Ein Baugerüst fehlte. az

AZ

Schwere Knochenbrüche an beiden Füssen, 20 Operationen und eine lange Therapie: Dies sind die Folgen für einen jungen Mann, der 2006 beim Bau eines Wintergartens in Bettlach aus fünf Meter Höhe hinuntergefallen ist.

Architekt und Bauunternehmer standen letzten Frühling wegen fahrlässiger schwerer Körperverletzung vor dem Solothurner Obergericht, denn ein Sicherheitsgerüst fehlte (wir berichteten). Jetzt hat das Verfahren einen endgültigen Abschluss gefunden. Das Bundesgericht in Lausanne hat die Mitverantwortung des Architekten bestätigt. Dieser hatte das Urteil an das höchste Gericht weitergezogen.

Der tragische Unfall geschah am 9.Juni 2006. Kurz vor Mittag stürzte der damals 30-jährige Maurerlehrling auf den Garagenvorplatz. In fünf Meter Höhe hatte er mit einem Kollegen – auf Stützbalken und Stahlträgern – Schalungsbretter verlegt. Noch um acht Uhr morgens war der Architekt auf der Baustelle, doch gestoppt hat er die Arbeiten nicht. Erst um 10.30 Uhr erreichte der Architekt den Geschäftsführer der Baufirma, wo er ein Gerüst gefordert haben will. Doch bevor etwas passierte, geschah der Unfall

Gerüst war in Kostenvoranschlag

Für das Bundesgericht war klar: Der Architekt hätte am Morgen sofort einen Baustopp anordnen müssen. Eine Mitverantwortung sah das Gericht insbesondere, weil der Architekt jederzeit in den Gang der Bauarbeiten eingreifen konnte. «Als Bauleiter wäre er befugt und verpflichtet gewesen, einen Baustopp anzuordnen», heisst es im Urteil, gerade bei der «Verletzung elementarer Sicherheitsvorschriften». Dass die Handwerker nicht direkt dem Architekten unterstellt sind, sondern dem Bauunternehmer, spielte für das Gericht keine Rolle.

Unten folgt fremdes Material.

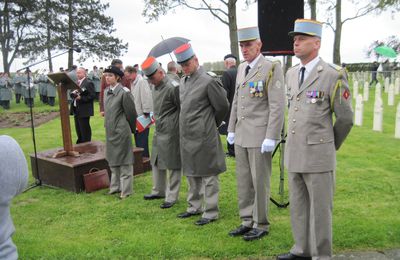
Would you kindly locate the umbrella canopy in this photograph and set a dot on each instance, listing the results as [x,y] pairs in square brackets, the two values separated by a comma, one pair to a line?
[386,51]
[167,46]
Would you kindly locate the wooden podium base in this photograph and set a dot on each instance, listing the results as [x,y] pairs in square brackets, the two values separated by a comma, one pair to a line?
[67,172]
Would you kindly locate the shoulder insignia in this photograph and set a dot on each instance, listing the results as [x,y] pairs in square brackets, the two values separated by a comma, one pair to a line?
[212,74]
[174,83]
[335,67]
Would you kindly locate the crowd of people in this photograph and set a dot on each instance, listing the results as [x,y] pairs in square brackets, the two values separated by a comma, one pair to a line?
[248,107]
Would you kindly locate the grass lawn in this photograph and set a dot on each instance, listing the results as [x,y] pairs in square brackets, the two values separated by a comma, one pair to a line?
[57,224]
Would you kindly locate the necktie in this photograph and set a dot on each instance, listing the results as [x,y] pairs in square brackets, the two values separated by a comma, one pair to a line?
[302,70]
[247,70]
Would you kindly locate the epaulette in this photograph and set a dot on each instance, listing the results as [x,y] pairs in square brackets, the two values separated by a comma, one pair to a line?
[174,83]
[212,74]
[295,66]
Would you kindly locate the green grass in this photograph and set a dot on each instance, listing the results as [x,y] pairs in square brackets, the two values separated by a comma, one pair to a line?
[57,224]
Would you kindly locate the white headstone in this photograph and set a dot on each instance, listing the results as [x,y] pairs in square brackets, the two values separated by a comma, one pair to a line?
[378,90]
[355,89]
[391,95]
[366,91]
[387,83]
[378,115]
[397,131]
[359,110]
[397,86]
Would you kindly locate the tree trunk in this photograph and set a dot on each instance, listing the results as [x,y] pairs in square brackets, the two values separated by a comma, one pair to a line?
[233,29]
[338,33]
[70,35]
[48,36]
[313,7]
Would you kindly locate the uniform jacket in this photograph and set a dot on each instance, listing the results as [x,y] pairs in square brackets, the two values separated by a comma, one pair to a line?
[313,138]
[142,95]
[84,106]
[165,152]
[120,122]
[203,107]
[255,117]
[229,83]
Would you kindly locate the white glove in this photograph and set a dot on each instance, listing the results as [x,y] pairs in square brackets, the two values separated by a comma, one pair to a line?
[231,138]
[268,145]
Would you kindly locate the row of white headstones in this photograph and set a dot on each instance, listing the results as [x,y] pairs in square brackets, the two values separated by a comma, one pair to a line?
[392,89]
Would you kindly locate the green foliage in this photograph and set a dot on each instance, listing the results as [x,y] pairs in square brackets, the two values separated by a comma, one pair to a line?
[56,224]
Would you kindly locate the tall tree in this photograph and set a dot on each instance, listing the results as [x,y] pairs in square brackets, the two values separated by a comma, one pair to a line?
[91,30]
[224,11]
[15,29]
[362,8]
[392,41]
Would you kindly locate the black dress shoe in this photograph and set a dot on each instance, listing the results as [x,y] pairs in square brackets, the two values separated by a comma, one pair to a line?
[167,205]
[241,230]
[187,214]
[152,197]
[204,221]
[290,256]
[254,234]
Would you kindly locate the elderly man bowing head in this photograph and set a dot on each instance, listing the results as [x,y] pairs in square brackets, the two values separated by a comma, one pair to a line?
[203,107]
[255,127]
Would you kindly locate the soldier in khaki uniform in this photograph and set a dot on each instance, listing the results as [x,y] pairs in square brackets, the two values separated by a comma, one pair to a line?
[316,91]
[119,122]
[203,107]
[255,127]
[165,154]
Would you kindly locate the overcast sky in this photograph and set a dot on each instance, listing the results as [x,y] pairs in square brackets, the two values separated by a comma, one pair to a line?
[210,38]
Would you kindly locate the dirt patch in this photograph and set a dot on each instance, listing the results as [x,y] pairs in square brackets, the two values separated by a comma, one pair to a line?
[23,119]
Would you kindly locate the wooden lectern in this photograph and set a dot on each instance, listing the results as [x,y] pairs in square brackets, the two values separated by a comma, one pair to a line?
[64,82]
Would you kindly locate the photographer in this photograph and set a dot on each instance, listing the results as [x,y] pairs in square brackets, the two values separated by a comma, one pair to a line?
[82,106]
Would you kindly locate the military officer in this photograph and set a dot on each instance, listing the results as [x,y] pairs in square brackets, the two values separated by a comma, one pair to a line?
[165,151]
[316,91]
[95,77]
[255,127]
[203,107]
[120,122]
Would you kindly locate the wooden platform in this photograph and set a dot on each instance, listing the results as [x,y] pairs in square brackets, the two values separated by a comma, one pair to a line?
[67,172]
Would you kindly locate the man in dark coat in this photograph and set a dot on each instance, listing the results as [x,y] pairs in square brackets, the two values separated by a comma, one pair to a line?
[203,107]
[165,154]
[229,82]
[82,106]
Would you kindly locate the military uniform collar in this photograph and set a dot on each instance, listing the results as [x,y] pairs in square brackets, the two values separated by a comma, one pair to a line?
[254,62]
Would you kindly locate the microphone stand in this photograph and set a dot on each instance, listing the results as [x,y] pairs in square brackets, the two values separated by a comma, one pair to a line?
[38,181]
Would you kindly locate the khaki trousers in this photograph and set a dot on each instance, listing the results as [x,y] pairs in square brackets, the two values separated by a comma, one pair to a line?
[311,203]
[168,187]
[122,179]
[253,174]
[203,189]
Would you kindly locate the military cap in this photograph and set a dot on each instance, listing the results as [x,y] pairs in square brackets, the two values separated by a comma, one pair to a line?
[184,53]
[307,27]
[150,66]
[248,34]
[115,70]
[230,56]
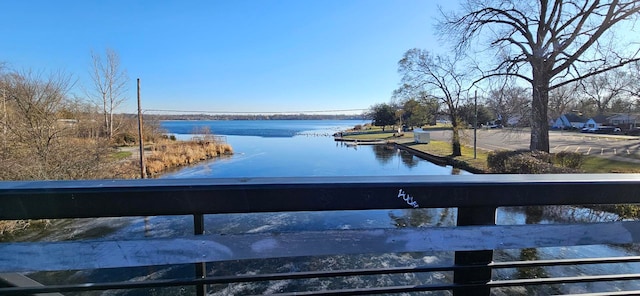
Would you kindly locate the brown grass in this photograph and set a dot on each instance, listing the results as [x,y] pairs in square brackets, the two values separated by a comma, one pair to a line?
[171,154]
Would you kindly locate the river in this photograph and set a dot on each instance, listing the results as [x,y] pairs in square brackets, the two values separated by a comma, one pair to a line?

Architekt bestritt die Schuld

Zudem wäre der Architekt bei Baubeginn für ein ordentliches Gerüst verantwortlich gewesen. Bereits das Obergericht hatte bemängelt, dass dies nicht der Fall war. Zwar hatte der Architekt in seinem eigenen Kostenvoranschlag ein Fassadengerüst erwähnt, er akzeptierte jedoch die Offerte der Baufirma, in der kein ordentliches Gerüst aufgeführt war. Der Architekt seinerseits machte geltend, allen Sorgfaltspflichten nachgekommen zu sein.

Er bestritt die Aussagen der Handwerker, dass sie bei seinem morgendlichen Besuch bereits in fünf Meter Höhe gearbeitet hätten. Zudem treffe den Geschädigten ein Selbstverschulden, da er sich in Kenntnis der Gefahren und trotz Abmahnung in die Höhe begeben habe. Mit dem Entscheid des Bundesgerichtes ist das Urteil des Obergerichts gültig.

Es hat den Architekten im April 2011 zu 75 Tagessätzen à 350 Franken, insgesamt also 26250 Franken, verurteilt und den Bauunternehmer zu 90 Tagessätzen à 130 Franken. Mit dem definitiven Urteil dürften auch Schadenersatzforderungen verbunden sein. Diese sind allerdings nicht öffentlich.(lfh)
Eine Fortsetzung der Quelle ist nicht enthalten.